The finding has been published in the journal The Lancet Oncology. To achieve this, a team of multidisciplinary specialists and medical professionals from fields including pathology, radiology, orthopedic surgery and paleopathology was brought together.
Osteosarcoma
Originally discovered in Alberta's Dinosaur Provincial Park in 1989, the cancerous bone in question is the fibula of a Centrosaurus apertus, a horned dinosaur that lived long ago. between 76 and 77 million years. Originally, the malformed end of the fossil had been believed to represent a healing fracture.
After carefully examining, documenting and shaping the bone, the team performed a high-resolution computed tomography (CT) scan. They then thinly sectioned the fossil bone and examined it under a microscope to evaluate it at the bone cellular level.
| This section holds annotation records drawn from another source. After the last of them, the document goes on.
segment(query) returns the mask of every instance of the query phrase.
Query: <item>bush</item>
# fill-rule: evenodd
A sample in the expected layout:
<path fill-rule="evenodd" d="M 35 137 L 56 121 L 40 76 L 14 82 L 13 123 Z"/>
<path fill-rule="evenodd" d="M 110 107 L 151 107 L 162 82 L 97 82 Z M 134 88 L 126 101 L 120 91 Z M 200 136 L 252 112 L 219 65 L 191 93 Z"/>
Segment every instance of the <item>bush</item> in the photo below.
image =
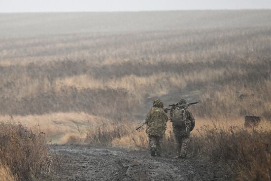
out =
<path fill-rule="evenodd" d="M 51 160 L 45 138 L 43 133 L 37 133 L 27 129 L 20 123 L 0 123 L 2 176 L 5 174 L 11 180 L 18 178 L 27 181 L 49 171 Z"/>

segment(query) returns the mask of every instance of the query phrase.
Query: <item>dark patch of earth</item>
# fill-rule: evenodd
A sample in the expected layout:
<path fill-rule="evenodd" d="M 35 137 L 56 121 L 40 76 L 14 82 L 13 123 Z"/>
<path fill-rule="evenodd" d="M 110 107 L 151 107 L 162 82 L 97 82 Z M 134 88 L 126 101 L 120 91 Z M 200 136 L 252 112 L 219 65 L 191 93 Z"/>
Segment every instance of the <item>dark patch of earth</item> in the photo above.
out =
<path fill-rule="evenodd" d="M 228 181 L 223 167 L 207 159 L 151 157 L 146 151 L 87 145 L 52 146 L 61 169 L 55 181 Z"/>

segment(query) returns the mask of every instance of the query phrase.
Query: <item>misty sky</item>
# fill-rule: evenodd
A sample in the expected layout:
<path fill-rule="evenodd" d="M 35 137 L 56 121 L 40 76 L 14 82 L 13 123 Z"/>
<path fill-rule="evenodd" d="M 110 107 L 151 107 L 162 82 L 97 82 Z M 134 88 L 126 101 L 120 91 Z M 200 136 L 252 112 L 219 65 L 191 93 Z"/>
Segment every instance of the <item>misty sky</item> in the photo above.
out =
<path fill-rule="evenodd" d="M 271 9 L 271 0 L 0 0 L 0 12 Z"/>

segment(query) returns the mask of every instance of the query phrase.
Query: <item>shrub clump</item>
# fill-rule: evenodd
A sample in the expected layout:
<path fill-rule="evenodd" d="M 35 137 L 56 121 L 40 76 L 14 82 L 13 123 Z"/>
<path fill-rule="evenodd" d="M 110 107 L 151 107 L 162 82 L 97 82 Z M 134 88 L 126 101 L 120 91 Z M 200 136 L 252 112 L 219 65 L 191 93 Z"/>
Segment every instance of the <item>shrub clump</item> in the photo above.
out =
<path fill-rule="evenodd" d="M 0 123 L 0 177 L 33 180 L 50 170 L 51 161 L 43 133 L 20 123 Z"/>

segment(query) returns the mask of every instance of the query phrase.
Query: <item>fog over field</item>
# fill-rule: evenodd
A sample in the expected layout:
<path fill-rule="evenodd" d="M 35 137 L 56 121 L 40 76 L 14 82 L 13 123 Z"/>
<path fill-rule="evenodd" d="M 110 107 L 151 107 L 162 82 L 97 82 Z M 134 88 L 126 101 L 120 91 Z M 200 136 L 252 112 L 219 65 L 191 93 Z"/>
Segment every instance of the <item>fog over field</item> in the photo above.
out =
<path fill-rule="evenodd" d="M 28 165 L 14 162 L 18 169 L 25 169 L 20 174 L 25 178 L 44 171 L 36 163 L 49 173 L 51 163 L 56 162 L 47 157 L 48 140 L 67 144 L 58 147 L 60 152 L 72 150 L 70 144 L 145 150 L 148 140 L 144 129 L 135 128 L 145 118 L 153 100 L 160 99 L 168 106 L 184 98 L 200 102 L 190 108 L 196 120 L 189 147 L 193 156 L 218 160 L 223 167 L 228 164 L 227 169 L 219 168 L 223 171 L 221 178 L 270 179 L 266 170 L 271 165 L 271 10 L 262 9 L 0 13 L 0 130 L 12 133 L 0 132 L 3 138 L 0 148 L 14 145 L 8 147 L 11 152 L 17 149 L 11 160 L 21 159 L 26 163 L 25 155 L 18 156 L 25 148 L 28 153 L 26 145 L 42 150 L 31 149 L 35 158 L 41 156 L 32 160 L 37 169 L 30 170 L 34 173 L 27 171 Z M 244 128 L 244 117 L 248 115 L 261 117 L 257 129 Z M 14 123 L 18 121 L 26 127 Z M 37 131 L 36 135 L 28 135 L 30 128 Z M 40 136 L 44 133 L 44 137 Z M 18 147 L 18 143 L 26 145 Z M 74 147 L 79 153 L 75 156 L 78 165 L 85 166 L 81 161 L 86 152 L 81 153 L 85 147 L 82 146 Z M 166 155 L 172 155 L 175 146 L 169 122 L 163 147 Z M 104 155 L 96 155 L 100 153 L 96 148 L 88 150 L 94 153 L 94 159 L 87 156 L 92 165 L 71 168 L 82 169 L 74 171 L 78 175 L 94 165 L 80 178 L 96 180 L 97 172 L 103 180 L 99 168 L 104 166 L 97 158 Z M 172 177 L 170 170 L 156 169 L 152 159 L 133 170 L 134 155 L 119 151 L 123 153 L 112 158 L 114 154 L 104 151 L 106 160 L 112 165 L 118 163 L 118 173 L 123 173 L 121 177 L 117 174 L 107 179 L 124 178 L 129 175 L 125 172 L 149 165 L 169 175 L 160 174 L 161 180 L 182 177 L 175 173 Z M 6 155 L 0 153 L 0 159 Z M 67 157 L 71 160 L 73 153 L 68 154 Z M 171 158 L 162 160 L 165 168 L 173 165 Z M 76 163 L 67 160 L 63 160 L 64 166 Z M 194 179 L 209 177 L 207 170 L 197 168 L 202 163 L 197 161 L 181 163 L 196 167 L 195 177 L 199 177 Z M 130 166 L 126 166 L 127 162 Z M 179 170 L 180 162 L 174 162 Z M 16 178 L 17 167 L 8 163 L 10 175 Z M 216 163 L 203 164 L 207 163 L 217 169 Z M 1 164 L 0 173 L 6 168 Z M 114 167 L 110 165 L 107 166 Z M 69 174 L 69 170 L 64 170 Z M 156 170 L 158 176 L 161 172 Z M 202 170 L 203 175 L 198 173 Z M 110 172 L 106 174 L 117 171 Z M 62 174 L 63 180 L 67 180 Z M 259 177 L 262 180 L 257 180 Z"/>

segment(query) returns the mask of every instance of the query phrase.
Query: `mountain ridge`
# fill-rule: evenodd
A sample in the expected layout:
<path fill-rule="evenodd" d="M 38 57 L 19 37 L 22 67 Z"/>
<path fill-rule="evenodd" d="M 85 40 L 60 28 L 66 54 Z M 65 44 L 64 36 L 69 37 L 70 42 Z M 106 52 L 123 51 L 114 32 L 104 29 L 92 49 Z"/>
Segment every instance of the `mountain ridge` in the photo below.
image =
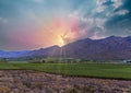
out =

As explained Mark Crowther, Professor of Pathology and Molecular Medicine at McMaster University:
Diagnosing aggressive cancer like this in dinosaurs has been elusive and requires medical expertise and multiple levels of analysis to properly identify it. Here, we show the unmistakable signature of advanced bone cancer in a 76-million-year-old horned dinosaur, the first of its kind.
The fact that this herbivorous dinosaur lived in a large protective herd may have allowed him to survive longer than normal with such a devastating disease. This study aims to establish a new standard for the diagnosis of unclear diseases in dinosaur fossils and opens the door to more precise and confident diagnoses.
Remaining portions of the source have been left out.